To cater to demand from N-E for goods from B’desh
India may soon open land routes across the north-eastern border to import motorcycles, electronic items and white goods such as air-conditioners and refrigerators from Bangladesh.
“New Delhi is seriously examining Dhaka’s request for opening up land Custom stations across the North-East border for import of motorcycles and electronics items to cater to demand from the North-Eastern States,” a Commerce Department official told Business Line.
India recently introduced a zero Customs duty regime for all exports from Bangladesh (except liquor and tobacco) which generated demand for a number of products, including cheaper electronics and motorcycles made in the neighbouring country.
India allows motorcycles and electronic goods only from the Petrapole land Customs station in West Bengal, but as the demand for these goods is mostly from the North-East, the high transportation costs make exports unviable.
The Commerce Department has instructed the office of the Directorate-General of Foreign Trade to examine the infrastructure at the various land Customs stations across the north-eastern border to see if they can support such transactions and if upgradation is required. “We expect to take a decision soon,” the official said.
Recently, Bangladeshi Commerce Minister Ghulam Muhammed Quader had told Business Line that despite getting orders from India’s north-eastern States, Bangladeshi manufacturers were not able to deliver as exporting through Petrapole increased costs several fold. “We have requested the Indian Government to allow exports across posts in the north-eastern border to make the exercise viable,” he said.

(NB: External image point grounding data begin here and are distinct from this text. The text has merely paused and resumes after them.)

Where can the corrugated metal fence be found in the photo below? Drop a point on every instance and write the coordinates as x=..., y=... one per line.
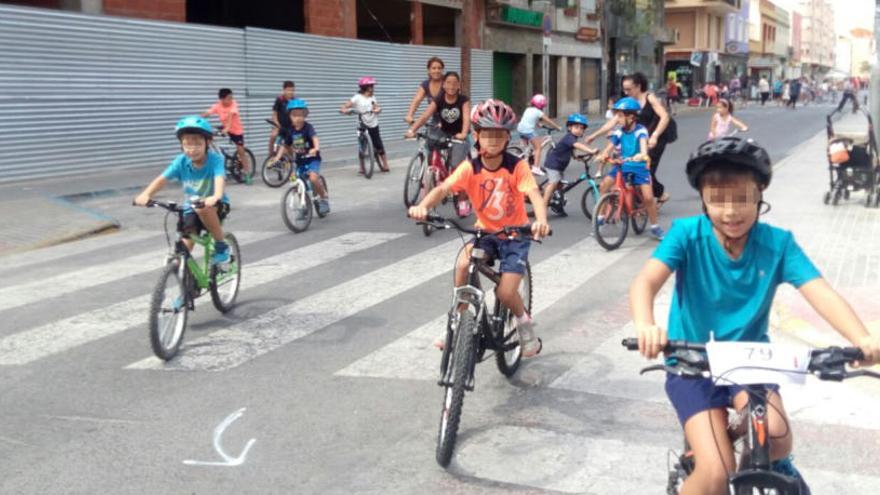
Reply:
x=81, y=93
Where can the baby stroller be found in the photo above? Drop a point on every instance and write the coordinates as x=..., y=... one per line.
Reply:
x=852, y=163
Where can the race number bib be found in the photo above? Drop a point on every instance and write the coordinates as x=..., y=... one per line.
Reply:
x=754, y=363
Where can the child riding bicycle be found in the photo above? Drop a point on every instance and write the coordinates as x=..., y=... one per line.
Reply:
x=532, y=117
x=366, y=105
x=203, y=176
x=558, y=158
x=496, y=183
x=226, y=109
x=630, y=141
x=728, y=266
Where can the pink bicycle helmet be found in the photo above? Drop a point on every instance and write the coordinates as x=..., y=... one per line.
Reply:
x=493, y=114
x=539, y=101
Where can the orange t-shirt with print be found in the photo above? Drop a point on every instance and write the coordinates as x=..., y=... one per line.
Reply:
x=229, y=117
x=498, y=196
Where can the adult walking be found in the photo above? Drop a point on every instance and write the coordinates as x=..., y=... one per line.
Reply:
x=430, y=87
x=654, y=117
x=764, y=89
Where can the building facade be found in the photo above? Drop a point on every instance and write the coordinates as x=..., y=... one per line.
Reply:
x=818, y=38
x=517, y=32
x=769, y=37
x=705, y=50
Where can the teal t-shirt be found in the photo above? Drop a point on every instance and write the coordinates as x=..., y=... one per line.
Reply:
x=728, y=298
x=196, y=181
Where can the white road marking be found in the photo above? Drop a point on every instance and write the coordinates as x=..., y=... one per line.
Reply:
x=37, y=343
x=413, y=355
x=233, y=346
x=228, y=460
x=65, y=283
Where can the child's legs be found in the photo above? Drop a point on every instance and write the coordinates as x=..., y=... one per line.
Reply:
x=211, y=220
x=780, y=435
x=706, y=433
x=650, y=202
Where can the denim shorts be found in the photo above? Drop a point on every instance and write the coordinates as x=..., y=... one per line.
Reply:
x=690, y=396
x=512, y=253
x=641, y=175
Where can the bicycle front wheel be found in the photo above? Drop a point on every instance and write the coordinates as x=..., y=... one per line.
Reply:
x=225, y=281
x=296, y=208
x=366, y=157
x=168, y=311
x=276, y=173
x=462, y=360
x=508, y=359
x=610, y=221
x=412, y=188
x=589, y=200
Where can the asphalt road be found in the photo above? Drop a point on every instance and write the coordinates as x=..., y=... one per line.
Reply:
x=327, y=355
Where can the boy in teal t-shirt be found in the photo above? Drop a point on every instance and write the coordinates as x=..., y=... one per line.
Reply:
x=727, y=267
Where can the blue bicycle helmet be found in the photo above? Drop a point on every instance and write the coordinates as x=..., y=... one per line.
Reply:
x=577, y=118
x=298, y=104
x=193, y=124
x=627, y=104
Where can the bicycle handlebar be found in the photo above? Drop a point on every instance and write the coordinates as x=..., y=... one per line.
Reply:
x=445, y=223
x=690, y=359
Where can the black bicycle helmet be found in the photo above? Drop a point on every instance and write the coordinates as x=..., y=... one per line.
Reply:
x=733, y=150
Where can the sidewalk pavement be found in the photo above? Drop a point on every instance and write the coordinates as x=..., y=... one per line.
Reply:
x=843, y=241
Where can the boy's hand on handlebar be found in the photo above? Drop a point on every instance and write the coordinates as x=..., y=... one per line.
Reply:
x=418, y=213
x=870, y=346
x=540, y=229
x=142, y=199
x=652, y=340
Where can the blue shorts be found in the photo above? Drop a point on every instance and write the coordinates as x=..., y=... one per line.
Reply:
x=513, y=253
x=641, y=174
x=690, y=396
x=304, y=167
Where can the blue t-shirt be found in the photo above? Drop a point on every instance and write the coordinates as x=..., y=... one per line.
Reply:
x=559, y=156
x=730, y=298
x=196, y=181
x=302, y=141
x=627, y=144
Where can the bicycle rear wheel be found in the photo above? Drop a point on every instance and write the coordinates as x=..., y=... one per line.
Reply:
x=508, y=361
x=296, y=208
x=366, y=157
x=612, y=228
x=589, y=200
x=226, y=281
x=276, y=173
x=168, y=311
x=462, y=360
x=412, y=188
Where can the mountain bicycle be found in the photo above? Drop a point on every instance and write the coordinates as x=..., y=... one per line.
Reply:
x=300, y=198
x=589, y=198
x=233, y=165
x=475, y=331
x=367, y=157
x=748, y=428
x=616, y=209
x=185, y=278
x=276, y=172
x=423, y=174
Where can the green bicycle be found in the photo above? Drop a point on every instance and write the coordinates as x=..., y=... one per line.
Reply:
x=185, y=278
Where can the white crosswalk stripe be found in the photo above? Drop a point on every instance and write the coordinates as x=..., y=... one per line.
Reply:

Bangladeshi companies, including Walton Hi-Tech Industries Ltd and Runner Group, received orders from India for motorcycles, refrigerators and air-conditioners at the Guwahati international trade fair last year, according to reports in the local media.
The Commerce Department official said: “The Government does not expect any opposition from the domestic industry as exports from Bangladesh to India are very low compared to import of Indian products by Bangladesh.”
“There is a huge trade imbalance and we are making all efforts to help Bangladesh increase its exports to India. Since we did not face any opposition from the industry when we allowed duty-free access to Bangladesh, there is no reason why they should agitate now,” the official said.
India exported goods worth $3.7 billion to Bangladesh in 2011-12 and imported goods worth $ 584 million.